A 'deeply distressing' case

Shortly after, Rachel summoned up the courage and reported Wilcock to the police.

He came back to the UK and was arrested, before being charged and pleading guilty to six counts of indecent assault.

Seeing him in court for the first time in years, Rachel says: “I didn’t recognise the man standing in front of me in court.

“I was actually looking at someone else and then my mum pointed at him. I saw he was biting his nails. I was shocked. I remember him having blonde hair, he was good looking, charismatic. It jolted me.

"He had aged and looked like just the saddest middle-aged man.”

Wilcock was sentenced to four years in prison - the maximum allowed under the law at the time the abuse took place - and put on the sex offenders register for life.

The judge called the case, "deeply distressing".

Plied with alcohol and abused

While Rachel's case seemingly ended with justice being served, the same cannot be said for all victims of childhood abuse.

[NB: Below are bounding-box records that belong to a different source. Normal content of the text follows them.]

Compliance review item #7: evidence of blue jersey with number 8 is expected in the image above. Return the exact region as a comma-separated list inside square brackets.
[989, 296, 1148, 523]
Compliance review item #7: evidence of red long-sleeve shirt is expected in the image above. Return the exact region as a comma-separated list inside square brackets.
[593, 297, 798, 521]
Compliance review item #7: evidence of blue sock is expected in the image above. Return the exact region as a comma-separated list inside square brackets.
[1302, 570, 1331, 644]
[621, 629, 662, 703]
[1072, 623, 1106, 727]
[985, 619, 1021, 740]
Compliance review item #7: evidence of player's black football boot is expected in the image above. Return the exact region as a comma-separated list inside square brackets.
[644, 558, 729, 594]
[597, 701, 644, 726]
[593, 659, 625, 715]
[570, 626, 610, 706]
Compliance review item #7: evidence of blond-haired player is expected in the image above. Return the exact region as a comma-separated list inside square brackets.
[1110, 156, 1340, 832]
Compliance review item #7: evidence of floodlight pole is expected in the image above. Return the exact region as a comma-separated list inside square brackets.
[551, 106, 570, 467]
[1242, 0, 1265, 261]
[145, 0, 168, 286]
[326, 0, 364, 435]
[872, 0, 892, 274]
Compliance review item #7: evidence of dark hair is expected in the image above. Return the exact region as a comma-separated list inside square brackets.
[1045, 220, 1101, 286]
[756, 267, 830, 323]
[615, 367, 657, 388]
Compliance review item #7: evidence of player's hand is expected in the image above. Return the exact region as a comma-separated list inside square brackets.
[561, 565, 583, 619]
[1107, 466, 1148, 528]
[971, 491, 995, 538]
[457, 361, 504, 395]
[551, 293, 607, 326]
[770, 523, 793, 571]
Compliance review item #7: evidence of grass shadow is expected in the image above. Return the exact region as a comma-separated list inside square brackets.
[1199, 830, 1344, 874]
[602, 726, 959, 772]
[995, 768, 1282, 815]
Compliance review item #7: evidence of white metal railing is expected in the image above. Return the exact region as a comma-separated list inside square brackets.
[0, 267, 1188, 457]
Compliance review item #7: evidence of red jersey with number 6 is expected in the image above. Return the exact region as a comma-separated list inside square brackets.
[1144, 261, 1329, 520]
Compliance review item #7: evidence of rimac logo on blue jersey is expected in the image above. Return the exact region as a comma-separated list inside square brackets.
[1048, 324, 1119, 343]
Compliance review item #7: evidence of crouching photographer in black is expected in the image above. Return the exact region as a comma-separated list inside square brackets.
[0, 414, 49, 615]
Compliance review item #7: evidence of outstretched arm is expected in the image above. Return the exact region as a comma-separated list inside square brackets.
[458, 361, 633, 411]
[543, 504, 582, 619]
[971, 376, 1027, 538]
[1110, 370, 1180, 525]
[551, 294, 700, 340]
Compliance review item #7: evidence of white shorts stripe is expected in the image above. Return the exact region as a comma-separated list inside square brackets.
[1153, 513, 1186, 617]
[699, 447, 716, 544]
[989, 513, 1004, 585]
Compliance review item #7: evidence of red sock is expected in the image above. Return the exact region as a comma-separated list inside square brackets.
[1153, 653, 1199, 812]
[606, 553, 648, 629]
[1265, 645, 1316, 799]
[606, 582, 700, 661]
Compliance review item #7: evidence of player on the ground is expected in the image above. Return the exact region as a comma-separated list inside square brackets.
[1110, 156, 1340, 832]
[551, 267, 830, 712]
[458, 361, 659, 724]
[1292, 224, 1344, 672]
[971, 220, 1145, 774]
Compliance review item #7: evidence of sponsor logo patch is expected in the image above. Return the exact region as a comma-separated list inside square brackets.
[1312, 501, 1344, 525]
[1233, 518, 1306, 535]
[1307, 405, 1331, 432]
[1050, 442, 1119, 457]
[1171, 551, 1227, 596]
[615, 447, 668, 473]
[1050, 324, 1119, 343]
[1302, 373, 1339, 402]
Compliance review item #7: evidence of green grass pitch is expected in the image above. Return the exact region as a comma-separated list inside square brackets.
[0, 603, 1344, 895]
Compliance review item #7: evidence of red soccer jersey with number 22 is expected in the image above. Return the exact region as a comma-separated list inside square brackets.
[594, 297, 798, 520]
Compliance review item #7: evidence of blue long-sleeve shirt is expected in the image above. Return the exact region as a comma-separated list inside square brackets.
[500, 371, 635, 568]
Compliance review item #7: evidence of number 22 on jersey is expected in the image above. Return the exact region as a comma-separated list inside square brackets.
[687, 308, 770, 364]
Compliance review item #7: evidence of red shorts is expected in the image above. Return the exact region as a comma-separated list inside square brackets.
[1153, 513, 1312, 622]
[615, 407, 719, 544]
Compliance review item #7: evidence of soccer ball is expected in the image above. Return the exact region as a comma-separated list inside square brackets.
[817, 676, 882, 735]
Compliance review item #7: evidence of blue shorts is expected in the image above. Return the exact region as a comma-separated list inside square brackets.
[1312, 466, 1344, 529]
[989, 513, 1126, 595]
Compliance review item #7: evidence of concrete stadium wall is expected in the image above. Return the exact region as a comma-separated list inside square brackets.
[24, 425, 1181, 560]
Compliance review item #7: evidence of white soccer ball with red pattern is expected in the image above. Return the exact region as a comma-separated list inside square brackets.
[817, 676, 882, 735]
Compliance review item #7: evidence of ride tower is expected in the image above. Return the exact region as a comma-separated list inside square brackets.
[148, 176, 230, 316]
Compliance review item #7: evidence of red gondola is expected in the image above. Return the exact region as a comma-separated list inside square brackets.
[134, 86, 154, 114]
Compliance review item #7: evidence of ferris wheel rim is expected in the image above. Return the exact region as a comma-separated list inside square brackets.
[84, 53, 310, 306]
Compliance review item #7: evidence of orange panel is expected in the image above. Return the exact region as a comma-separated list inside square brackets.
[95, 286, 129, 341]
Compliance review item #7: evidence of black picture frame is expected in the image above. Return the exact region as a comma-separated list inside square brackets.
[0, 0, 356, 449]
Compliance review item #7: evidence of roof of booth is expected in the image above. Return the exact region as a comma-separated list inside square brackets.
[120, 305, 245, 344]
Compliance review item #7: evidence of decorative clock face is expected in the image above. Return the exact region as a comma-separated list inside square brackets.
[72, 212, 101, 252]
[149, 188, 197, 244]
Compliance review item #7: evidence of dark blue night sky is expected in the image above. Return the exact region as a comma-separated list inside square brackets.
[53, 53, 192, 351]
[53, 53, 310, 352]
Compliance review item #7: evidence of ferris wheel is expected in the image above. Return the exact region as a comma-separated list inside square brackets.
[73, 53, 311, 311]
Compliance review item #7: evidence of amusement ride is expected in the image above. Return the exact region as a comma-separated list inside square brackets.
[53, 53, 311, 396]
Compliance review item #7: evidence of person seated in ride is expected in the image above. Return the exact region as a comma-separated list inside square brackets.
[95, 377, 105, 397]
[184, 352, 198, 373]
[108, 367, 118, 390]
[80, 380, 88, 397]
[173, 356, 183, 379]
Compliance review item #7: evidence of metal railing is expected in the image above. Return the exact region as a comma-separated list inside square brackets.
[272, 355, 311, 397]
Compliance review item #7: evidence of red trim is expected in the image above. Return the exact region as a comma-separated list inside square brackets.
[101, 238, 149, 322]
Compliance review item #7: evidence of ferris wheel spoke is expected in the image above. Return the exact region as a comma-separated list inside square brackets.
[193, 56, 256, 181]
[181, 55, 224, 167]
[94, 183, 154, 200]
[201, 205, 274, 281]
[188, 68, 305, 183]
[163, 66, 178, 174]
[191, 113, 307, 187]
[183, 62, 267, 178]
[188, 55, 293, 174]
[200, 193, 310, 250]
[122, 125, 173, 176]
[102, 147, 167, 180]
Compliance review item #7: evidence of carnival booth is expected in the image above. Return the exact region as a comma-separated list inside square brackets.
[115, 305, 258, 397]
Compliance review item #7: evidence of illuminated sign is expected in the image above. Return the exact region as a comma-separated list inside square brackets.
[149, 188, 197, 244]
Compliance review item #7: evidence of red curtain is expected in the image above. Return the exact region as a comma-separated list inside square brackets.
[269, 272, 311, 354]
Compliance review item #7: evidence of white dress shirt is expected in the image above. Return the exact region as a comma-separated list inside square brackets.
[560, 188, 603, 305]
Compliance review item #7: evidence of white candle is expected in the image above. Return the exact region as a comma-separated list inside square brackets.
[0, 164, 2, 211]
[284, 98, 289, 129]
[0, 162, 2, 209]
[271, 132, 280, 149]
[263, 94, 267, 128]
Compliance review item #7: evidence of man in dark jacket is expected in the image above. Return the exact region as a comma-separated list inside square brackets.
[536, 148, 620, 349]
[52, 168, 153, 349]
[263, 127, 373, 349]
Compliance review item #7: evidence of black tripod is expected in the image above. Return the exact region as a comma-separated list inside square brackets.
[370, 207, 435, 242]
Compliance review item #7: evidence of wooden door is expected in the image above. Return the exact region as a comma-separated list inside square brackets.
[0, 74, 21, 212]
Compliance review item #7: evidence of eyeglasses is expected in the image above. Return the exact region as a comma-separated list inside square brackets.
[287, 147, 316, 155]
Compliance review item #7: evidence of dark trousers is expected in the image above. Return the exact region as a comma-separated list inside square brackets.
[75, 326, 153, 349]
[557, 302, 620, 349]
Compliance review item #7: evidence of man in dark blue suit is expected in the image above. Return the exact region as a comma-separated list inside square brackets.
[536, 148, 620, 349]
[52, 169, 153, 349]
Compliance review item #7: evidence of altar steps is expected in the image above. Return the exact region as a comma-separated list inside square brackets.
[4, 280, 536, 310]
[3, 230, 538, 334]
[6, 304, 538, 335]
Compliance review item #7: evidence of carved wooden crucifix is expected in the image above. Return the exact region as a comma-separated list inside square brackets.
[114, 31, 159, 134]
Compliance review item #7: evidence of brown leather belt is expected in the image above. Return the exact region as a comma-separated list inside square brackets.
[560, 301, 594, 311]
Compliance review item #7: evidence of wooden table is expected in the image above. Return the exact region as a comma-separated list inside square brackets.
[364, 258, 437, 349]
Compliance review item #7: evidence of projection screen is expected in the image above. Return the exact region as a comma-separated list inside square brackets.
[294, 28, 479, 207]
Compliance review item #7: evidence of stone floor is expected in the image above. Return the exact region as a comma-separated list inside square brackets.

Writer Graham Cavey, now 52, who also features on the show, was 14 when his priest took him under his wing, taking him on special school trips to the local cinema and theatres.

Graham says the priest plied Graham with alcohol.

He says: “He got me a job working behind a bar illegally when I was 14. I got drunk and the details become blurry – but he took me back to his home he shared with other priests and that was where he sexually abused me.

"Afterwards he said one word, ‘Sorry’ before throwing a towel, telling me to clean up before he drove me home.

“I felt sick, confused, disembodied – strangely disassociated with what was going on, but I knew something fundamental had shifted and things would never be the same again.”

Graham feared telling his parents, especially knowing what high esteem they held the priest in.

The abuse came to an end when Graham was 15 and taken on a school trip to Greece where he confronted his abuser.

He says: “I repeatedly told him I hated him and that was the end of the sexual abuse. He told me I was evil.”

However, the abuse had left its mark and for a period of time he suffered with alcohol addiction and ended up in rehab.

He reported the abuse to the church but no legal action was taken.

Graham says: "He admitted it but responded with 'it takes two to tango'. I was 14. There was never any acknowledgement from the church or the school. Justice was not served.”